The 63 million Americans who receive Social Security benefits will see a 1.5 percent increase in their monthly checks, the Social Security Administration announced Wednesday.
The average monthly Social Security payment to retirees and their survivors is $1,204, making the 1.5 percent increase worth a piddly $18.
That increase is among the smallest annual increase since the administration began indexing payments to inflation in 1975. The average annual increase since then is about 4 percent.

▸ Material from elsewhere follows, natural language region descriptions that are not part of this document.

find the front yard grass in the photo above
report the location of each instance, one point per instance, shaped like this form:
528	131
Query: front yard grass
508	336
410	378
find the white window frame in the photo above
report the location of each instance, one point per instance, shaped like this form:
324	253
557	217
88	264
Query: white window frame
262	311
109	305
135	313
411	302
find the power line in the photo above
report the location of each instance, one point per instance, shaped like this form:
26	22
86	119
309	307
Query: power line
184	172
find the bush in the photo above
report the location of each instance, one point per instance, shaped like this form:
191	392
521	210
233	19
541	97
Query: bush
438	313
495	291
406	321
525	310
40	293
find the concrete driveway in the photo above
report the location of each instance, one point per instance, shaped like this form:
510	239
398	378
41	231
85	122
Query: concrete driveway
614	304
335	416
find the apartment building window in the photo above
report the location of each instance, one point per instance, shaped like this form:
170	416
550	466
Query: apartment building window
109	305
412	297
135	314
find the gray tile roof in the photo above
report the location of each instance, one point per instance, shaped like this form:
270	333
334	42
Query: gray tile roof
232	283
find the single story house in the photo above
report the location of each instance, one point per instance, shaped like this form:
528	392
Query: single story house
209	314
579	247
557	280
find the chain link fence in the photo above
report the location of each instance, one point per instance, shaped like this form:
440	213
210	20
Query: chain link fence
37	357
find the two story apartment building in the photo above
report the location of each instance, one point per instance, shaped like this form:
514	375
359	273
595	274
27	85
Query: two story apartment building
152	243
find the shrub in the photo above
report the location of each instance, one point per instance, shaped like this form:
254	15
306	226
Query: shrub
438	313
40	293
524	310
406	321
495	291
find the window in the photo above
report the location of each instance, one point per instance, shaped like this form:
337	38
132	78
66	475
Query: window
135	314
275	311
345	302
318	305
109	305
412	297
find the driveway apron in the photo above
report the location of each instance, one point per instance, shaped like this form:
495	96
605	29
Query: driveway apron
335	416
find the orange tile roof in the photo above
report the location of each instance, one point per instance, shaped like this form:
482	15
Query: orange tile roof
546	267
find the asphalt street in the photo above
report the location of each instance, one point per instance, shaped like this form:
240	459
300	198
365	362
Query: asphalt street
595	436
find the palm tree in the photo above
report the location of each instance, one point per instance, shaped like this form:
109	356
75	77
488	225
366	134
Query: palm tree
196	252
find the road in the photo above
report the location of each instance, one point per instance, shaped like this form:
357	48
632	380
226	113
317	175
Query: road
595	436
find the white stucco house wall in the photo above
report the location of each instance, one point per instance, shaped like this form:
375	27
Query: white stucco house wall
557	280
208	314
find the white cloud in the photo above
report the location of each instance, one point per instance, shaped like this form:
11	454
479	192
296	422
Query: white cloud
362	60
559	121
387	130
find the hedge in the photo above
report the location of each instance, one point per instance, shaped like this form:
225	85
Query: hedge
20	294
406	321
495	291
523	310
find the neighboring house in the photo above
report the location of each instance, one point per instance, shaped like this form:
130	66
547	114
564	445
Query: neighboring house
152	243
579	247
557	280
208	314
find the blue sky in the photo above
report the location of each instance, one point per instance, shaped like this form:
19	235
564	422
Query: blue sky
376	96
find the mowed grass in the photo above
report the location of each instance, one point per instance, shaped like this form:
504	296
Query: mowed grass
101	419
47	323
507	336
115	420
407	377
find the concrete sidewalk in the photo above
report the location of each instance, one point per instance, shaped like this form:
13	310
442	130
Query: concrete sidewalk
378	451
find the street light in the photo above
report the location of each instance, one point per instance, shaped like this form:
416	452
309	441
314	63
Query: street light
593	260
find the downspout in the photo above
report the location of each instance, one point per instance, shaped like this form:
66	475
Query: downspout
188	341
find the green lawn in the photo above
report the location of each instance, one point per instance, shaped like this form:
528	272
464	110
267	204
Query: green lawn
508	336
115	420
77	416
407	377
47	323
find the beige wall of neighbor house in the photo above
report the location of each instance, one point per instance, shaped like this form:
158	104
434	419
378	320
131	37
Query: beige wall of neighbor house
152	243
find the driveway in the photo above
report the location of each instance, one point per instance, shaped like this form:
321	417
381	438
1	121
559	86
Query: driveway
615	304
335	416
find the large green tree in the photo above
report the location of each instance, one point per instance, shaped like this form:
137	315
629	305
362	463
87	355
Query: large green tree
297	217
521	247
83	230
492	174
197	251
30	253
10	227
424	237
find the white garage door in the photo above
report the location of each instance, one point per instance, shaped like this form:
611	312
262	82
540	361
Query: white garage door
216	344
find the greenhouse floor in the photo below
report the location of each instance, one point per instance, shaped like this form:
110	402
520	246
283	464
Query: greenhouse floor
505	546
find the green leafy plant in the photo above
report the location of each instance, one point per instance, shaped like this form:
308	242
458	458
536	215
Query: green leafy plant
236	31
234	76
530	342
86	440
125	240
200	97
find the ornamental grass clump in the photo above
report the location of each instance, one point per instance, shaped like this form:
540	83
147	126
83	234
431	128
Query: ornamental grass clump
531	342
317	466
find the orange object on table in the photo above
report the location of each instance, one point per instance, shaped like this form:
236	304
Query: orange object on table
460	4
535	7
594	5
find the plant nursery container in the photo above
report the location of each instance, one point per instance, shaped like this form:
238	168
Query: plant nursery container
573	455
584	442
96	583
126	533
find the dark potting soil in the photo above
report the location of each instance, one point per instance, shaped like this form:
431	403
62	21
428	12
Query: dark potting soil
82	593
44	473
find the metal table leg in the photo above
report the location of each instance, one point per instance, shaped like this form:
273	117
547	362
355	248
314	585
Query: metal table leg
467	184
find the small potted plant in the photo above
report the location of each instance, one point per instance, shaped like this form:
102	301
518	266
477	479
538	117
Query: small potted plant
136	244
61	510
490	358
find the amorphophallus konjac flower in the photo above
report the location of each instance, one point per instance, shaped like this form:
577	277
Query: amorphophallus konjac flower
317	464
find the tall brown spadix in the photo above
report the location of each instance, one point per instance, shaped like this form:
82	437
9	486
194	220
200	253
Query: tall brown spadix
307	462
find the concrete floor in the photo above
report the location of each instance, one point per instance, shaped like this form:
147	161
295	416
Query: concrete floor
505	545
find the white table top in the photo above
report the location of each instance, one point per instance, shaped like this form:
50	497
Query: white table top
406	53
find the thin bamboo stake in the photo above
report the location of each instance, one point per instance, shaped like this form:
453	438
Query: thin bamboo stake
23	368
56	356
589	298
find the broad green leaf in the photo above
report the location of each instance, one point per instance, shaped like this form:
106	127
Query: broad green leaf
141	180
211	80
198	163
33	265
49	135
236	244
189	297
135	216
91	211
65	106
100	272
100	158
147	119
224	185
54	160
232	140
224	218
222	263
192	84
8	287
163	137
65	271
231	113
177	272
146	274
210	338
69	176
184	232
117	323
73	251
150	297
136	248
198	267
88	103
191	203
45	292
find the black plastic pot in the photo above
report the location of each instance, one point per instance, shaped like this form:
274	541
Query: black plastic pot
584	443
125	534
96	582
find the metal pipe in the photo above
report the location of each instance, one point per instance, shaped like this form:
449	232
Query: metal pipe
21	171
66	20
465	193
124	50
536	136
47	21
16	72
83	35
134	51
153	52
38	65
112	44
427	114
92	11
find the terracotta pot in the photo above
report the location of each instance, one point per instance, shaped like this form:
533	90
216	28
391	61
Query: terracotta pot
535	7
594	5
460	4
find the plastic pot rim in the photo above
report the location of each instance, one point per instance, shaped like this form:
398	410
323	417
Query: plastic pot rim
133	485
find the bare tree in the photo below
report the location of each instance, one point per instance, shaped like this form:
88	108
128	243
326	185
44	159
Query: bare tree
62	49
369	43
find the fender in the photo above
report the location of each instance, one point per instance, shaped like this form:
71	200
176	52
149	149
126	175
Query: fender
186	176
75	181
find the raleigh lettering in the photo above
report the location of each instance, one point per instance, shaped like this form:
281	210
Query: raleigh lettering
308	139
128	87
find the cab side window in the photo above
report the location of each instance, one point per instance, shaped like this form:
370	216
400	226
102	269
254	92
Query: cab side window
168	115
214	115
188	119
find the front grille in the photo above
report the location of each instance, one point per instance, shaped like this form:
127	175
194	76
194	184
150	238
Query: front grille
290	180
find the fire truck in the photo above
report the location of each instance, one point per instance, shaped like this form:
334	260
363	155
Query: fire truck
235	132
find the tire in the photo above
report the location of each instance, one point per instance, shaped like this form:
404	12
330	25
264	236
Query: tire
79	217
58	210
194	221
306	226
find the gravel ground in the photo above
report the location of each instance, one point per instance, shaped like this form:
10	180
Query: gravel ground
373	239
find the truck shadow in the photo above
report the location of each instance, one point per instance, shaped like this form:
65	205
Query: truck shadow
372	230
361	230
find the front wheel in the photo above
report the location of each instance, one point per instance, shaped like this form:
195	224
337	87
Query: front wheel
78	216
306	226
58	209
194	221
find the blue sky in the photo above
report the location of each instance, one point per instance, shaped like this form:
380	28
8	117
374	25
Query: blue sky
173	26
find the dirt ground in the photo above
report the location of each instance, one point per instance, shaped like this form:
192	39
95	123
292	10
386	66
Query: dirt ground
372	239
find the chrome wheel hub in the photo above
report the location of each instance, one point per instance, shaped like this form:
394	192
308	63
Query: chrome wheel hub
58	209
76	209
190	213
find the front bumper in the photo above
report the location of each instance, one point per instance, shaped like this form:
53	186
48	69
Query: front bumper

In 2013, Social Security payments increased 1.7 percent, after a 3.6 percent increase in 2012. There were no cost-of-living adjustments in 2010 or 2011.
The COLA is based on the percentage change in consumer prices from the third quarter of one year to the same quarter of the following year. Consumer prices increased just 1.2 percent in September, the smallest increase since April. Still, medical care services, which make up a larger portion of retirees’ spending, increased 3.1 percent.
The Obama administration has proposed moving the cost of living adjustments from the Consumer Price Index to the less generous chained CPI. Chained CPI increases, on average, 0.25 percentage points below the existing metric.
The Social Security Administration also announced Wednesday that starting in January, the maximum amount of earnings subject to the Social Security tax will increase to $117,000 from $113,700. That change will mean that about 10 million of the estimated 65 million workers who will pay Social Security taxes next year will pay higher taxes as a result of the increase.